Land-based workers contributed $2.25 billion to the February total, a 2.7% increase, while those working at sea sent $530 million, up 2%. Despite the monthly decrease, analysts emphasize the underlying stability of these remittances.

Looking at the broader picture, the first two months of the year saw a 3.1% jump in cash remittances, reaching $5.81 billion. This indicates a continuing, albeit moderating, trend of financial support from Filipinos working internationally.

The United States remains the primary source of these funds, accounting for 40% of all remittances received in January and February. Singapore and Saudi Arabia followed, contributing 7.6% and 6.1% respectively.

Beyond simple cash transfers, personal remittances – which include goods and services sent home – also rose by 2.6% in February, reaching $3.1 billion. This broader measure of support reflects the diverse ways Filipinos abroad assist their families.

While growth is expected to continue, forecasts suggest a slowdown. Factors like global inflation and escalating fuel prices, particularly those linked to geopolitical instability, could limit disposable income for overseas workers.

However, the demand for Filipino workers in key sectors like healthcare, maritime, and services remains strong, providing a solid foundation for continued remittances.
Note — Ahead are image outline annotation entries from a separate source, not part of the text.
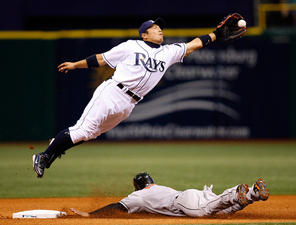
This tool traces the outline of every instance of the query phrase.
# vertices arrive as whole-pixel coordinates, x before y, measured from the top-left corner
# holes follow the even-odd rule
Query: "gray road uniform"
[[[255,184],[254,184],[255,185]],[[147,212],[178,216],[199,217],[216,213],[226,214],[245,206],[238,202],[238,186],[225,190],[218,196],[211,188],[203,190],[189,189],[177,191],[171,188],[152,184],[134,192],[119,202],[129,213]],[[247,204],[260,200],[253,190],[247,193]]]

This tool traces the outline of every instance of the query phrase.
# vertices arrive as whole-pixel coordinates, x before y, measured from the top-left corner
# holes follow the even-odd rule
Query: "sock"
[[[48,146],[43,153],[51,156],[55,153],[64,152],[69,148],[80,144],[84,142],[85,142],[84,140],[81,140],[75,144],[73,144],[70,136],[69,128],[67,128],[60,132],[51,144]]]

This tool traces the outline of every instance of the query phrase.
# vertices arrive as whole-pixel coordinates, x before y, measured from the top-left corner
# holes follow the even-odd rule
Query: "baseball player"
[[[228,22],[230,19],[225,21]],[[45,169],[66,150],[95,138],[128,116],[170,66],[182,62],[184,57],[217,38],[226,36],[222,28],[217,27],[213,32],[188,43],[163,46],[164,28],[165,22],[161,18],[146,21],[138,30],[140,40],[129,40],[107,52],[58,66],[59,72],[65,73],[76,68],[95,68],[106,64],[116,67],[116,70],[96,88],[76,124],[60,132],[45,151],[33,156],[34,168],[38,178],[42,178]]]
[[[156,184],[147,172],[133,178],[135,191],[119,202],[90,212],[70,210],[82,216],[112,215],[118,212],[150,212],[177,216],[200,217],[216,214],[228,214],[243,209],[254,202],[265,201],[269,196],[265,182],[257,180],[250,188],[238,185],[218,196],[212,192],[213,185],[203,190],[189,189],[184,192]]]

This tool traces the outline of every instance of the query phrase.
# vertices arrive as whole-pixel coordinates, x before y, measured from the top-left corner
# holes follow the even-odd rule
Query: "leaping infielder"
[[[125,119],[138,102],[151,90],[173,64],[182,62],[194,51],[217,38],[232,40],[245,32],[237,22],[237,14],[228,16],[211,34],[188,43],[162,46],[165,22],[161,18],[149,20],[139,28],[139,40],[129,40],[101,54],[95,54],[75,62],[64,62],[59,71],[68,72],[76,68],[95,68],[108,64],[116,70],[93,94],[75,125],[60,132],[45,151],[34,155],[34,168],[42,178],[45,168],[65,151],[95,138]]]
[[[156,184],[147,172],[133,178],[135,191],[117,203],[108,204],[90,212],[73,208],[70,210],[82,216],[104,216],[116,212],[150,212],[177,216],[200,217],[216,214],[233,214],[255,202],[266,200],[269,192],[265,182],[259,178],[251,188],[238,185],[216,195],[213,186],[205,186],[203,190],[189,189],[180,192]]]

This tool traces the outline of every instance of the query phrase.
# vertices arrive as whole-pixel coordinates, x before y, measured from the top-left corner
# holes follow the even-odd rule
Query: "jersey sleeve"
[[[187,50],[185,43],[175,43],[169,46],[172,51],[171,64],[183,62],[183,58]]]
[[[114,68],[116,65],[125,58],[126,42],[124,42],[102,54],[103,58],[107,64]]]

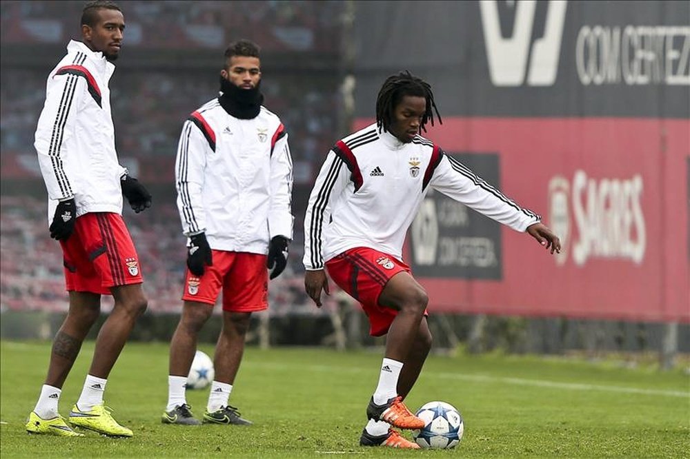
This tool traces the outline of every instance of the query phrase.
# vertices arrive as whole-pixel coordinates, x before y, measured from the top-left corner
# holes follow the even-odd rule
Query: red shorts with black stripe
[[[410,267],[395,258],[368,247],[355,247],[326,262],[331,278],[359,302],[369,318],[369,333],[385,335],[397,311],[379,304],[379,296],[391,278]]]
[[[213,249],[211,254],[213,265],[205,266],[201,277],[187,269],[183,300],[215,305],[222,289],[224,311],[254,312],[268,307],[266,255]]]
[[[68,292],[108,295],[110,287],[143,281],[139,256],[122,216],[93,212],[77,217],[61,241]]]

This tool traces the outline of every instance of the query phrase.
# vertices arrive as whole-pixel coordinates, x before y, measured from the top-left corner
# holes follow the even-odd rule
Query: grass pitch
[[[213,347],[200,349],[213,355]],[[45,377],[50,344],[1,343],[0,456],[10,458],[623,457],[687,458],[690,377],[679,369],[532,356],[432,356],[407,399],[440,400],[462,414],[465,434],[448,451],[363,448],[358,440],[382,351],[246,349],[230,405],[251,427],[161,424],[167,344],[130,343],[108,382],[106,405],[133,438],[29,436],[26,416]],[[93,352],[85,343],[60,411],[75,402]],[[208,389],[188,391],[197,418]],[[406,434],[409,438],[409,434]]]

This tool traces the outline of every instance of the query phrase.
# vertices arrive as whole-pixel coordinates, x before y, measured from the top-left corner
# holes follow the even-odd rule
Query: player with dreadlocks
[[[388,77],[376,123],[328,152],[304,218],[304,287],[317,307],[333,280],[359,301],[374,336],[387,334],[378,385],[366,409],[364,446],[419,447],[392,427],[424,422],[403,400],[431,347],[428,297],[402,261],[405,234],[430,188],[519,232],[551,253],[560,241],[540,217],[520,207],[420,135],[436,109],[431,86],[409,72]]]

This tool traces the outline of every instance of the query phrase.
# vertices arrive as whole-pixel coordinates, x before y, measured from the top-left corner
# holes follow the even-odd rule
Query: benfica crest
[[[199,293],[199,284],[200,283],[199,278],[189,278],[189,282],[187,283],[187,292],[189,292],[190,295],[196,295]]]
[[[391,258],[387,256],[379,256],[376,261],[376,263],[381,265],[386,269],[392,269],[395,266],[393,263],[391,261]]]
[[[410,175],[416,177],[420,174],[420,164],[421,161],[417,158],[410,158]]]
[[[139,274],[139,262],[135,258],[127,258],[125,260],[125,264],[127,265],[127,270],[130,274],[136,276]]]

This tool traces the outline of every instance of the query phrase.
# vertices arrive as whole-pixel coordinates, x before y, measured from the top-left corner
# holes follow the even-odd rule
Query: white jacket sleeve
[[[333,150],[328,152],[311,190],[304,215],[304,258],[302,263],[307,271],[324,268],[322,250],[324,227],[328,224],[333,203],[347,187],[349,176],[350,171],[344,161]]]
[[[185,236],[206,231],[206,212],[201,198],[208,142],[189,120],[182,125],[182,134],[175,159],[175,187],[177,210]]]
[[[55,75],[46,85],[46,103],[39,117],[34,147],[50,199],[74,196],[73,177],[65,165],[70,155],[65,145],[76,135],[77,116],[88,90],[85,79],[73,74]]]
[[[270,156],[270,210],[268,234],[293,238],[293,159],[285,133],[275,143]]]
[[[429,185],[515,231],[524,232],[530,225],[541,221],[540,216],[520,207],[462,163],[443,153]]]

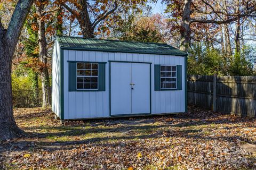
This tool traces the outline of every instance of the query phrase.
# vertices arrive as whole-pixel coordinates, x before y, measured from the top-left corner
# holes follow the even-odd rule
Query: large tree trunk
[[[190,5],[191,0],[185,0],[183,7],[181,29],[180,30],[180,49],[187,52],[190,37]]]
[[[7,30],[0,18],[0,140],[17,137],[23,133],[13,117],[11,73],[15,47],[33,2],[18,1]]]
[[[43,7],[40,5],[37,6],[37,13],[40,16],[38,20],[38,42],[39,42],[39,58],[40,62],[43,64],[41,68],[40,76],[42,81],[43,105],[45,107],[50,105],[50,101],[48,100],[49,96],[49,73],[47,63],[47,42],[45,37],[45,23],[43,19]]]
[[[78,19],[82,33],[84,38],[94,38],[94,30],[90,19],[88,13],[87,2],[86,1],[78,1],[81,7],[77,10],[79,14]]]
[[[0,140],[16,137],[22,132],[13,118],[11,74],[12,56],[7,42],[7,30],[0,29]]]

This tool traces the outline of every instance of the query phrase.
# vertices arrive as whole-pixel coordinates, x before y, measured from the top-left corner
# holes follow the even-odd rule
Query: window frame
[[[84,64],[84,69],[77,69],[77,64]],[[84,67],[84,65],[85,64],[90,64],[91,65],[91,69],[85,69],[85,67]],[[97,69],[92,69],[92,64],[97,64]],[[77,75],[77,70],[83,70],[84,71],[84,71],[85,70],[90,70],[91,71],[91,75]],[[93,70],[97,70],[97,75],[92,75],[92,71],[93,71]],[[94,63],[94,62],[77,62],[76,63],[76,90],[77,91],[79,91],[79,90],[99,90],[99,63]],[[85,89],[84,88],[84,84],[86,84],[86,83],[84,82],[84,82],[83,83],[79,83],[79,82],[77,82],[77,78],[78,77],[81,77],[81,78],[97,78],[97,89],[92,89],[91,87],[92,87],[92,81],[91,81],[91,82],[90,82],[90,87],[91,88],[90,89]],[[81,84],[83,84],[83,86],[84,86],[84,88],[83,89],[78,89],[77,88],[77,83],[81,83]],[[89,83],[88,83],[89,84]],[[95,83],[96,84],[96,83]]]
[[[161,66],[165,66],[165,71],[162,71],[161,70]],[[166,66],[171,66],[171,71],[167,71],[166,70]],[[174,71],[172,71],[172,67],[175,67],[175,76],[172,76],[172,72],[174,72]],[[160,66],[159,66],[159,72],[160,72],[160,79],[159,79],[159,80],[160,80],[160,90],[177,90],[178,89],[178,82],[177,82],[177,65],[162,65],[162,64],[160,64]],[[165,76],[161,76],[161,72],[165,72]],[[166,76],[167,75],[167,72],[171,72],[171,76]],[[175,78],[175,88],[162,88],[162,82],[161,82],[161,79],[172,79],[172,78]],[[172,83],[172,83],[172,82],[170,82],[170,83],[170,83],[171,84],[171,84]]]

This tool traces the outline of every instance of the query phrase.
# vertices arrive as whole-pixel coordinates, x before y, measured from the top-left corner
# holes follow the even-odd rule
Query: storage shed
[[[165,44],[57,36],[52,109],[61,120],[184,113],[186,65]]]

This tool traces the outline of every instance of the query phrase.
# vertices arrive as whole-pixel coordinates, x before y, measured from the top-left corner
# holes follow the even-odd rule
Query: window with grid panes
[[[161,89],[175,89],[177,88],[176,66],[161,65],[160,70]]]
[[[77,89],[98,89],[98,63],[77,63]]]

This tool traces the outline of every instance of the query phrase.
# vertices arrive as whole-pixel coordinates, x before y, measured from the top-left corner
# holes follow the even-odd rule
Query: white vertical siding
[[[185,58],[143,54],[64,50],[64,118],[109,116],[109,61],[151,62],[151,113],[185,112]],[[106,62],[106,91],[68,91],[68,61]],[[154,90],[154,64],[181,65],[182,90]]]
[[[52,54],[52,110],[60,116],[60,49],[57,41],[54,44]]]

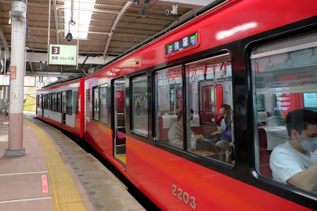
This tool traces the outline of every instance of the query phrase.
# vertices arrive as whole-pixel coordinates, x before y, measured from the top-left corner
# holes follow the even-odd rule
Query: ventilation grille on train
[[[73,92],[73,113],[78,113],[78,92]]]
[[[86,98],[86,102],[85,103],[86,116],[90,117],[90,89],[88,89],[86,90],[85,93]]]

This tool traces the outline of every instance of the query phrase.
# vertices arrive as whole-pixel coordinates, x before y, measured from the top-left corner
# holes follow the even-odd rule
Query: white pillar
[[[24,92],[26,0],[12,0],[11,63],[10,71],[9,141],[5,156],[23,156],[23,94]]]

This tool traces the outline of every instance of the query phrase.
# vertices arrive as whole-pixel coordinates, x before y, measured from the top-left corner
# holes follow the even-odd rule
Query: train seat
[[[272,151],[278,145],[288,140],[286,127],[283,126],[259,128],[260,171],[261,174],[273,179],[270,168],[270,156]]]
[[[117,141],[116,145],[121,145],[126,144],[126,134],[120,131],[118,131],[118,135],[117,136]]]
[[[172,125],[177,122],[176,115],[159,116],[158,138],[160,141],[168,143],[167,133]]]
[[[205,135],[205,131],[203,125],[202,115],[194,114],[193,120],[191,123],[191,129],[196,135]]]

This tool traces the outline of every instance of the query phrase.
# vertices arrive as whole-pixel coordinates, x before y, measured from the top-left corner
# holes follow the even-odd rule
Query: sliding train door
[[[61,125],[65,126],[66,125],[66,92],[64,91],[61,92],[62,106],[61,111]]]
[[[112,91],[114,100],[112,102],[111,125],[113,131],[113,157],[125,166],[126,163],[126,95],[124,77],[113,81]]]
This historical resilience offers a buffer for the Philippine economy.

Experts predict remittances will likely grow at a low-to-mid single-digit pace throughout the year, potentially reaching $36.7 billion. This represents a slight deceleration from last year’s 3.3% growth, but remains a vital economic lifeline.

Despite potential vulnerabilities, particularly the significant portion of remittances originating from the Middle East, the overall outlook remains positive. Filipinos abroad consistently demonstrate a commitment to supporting their families, even during challenging times.

The enduring strength of the Filipino diaspora and their dedication to their loved ones back home continues to be a cornerstone of the nation’s economic stability.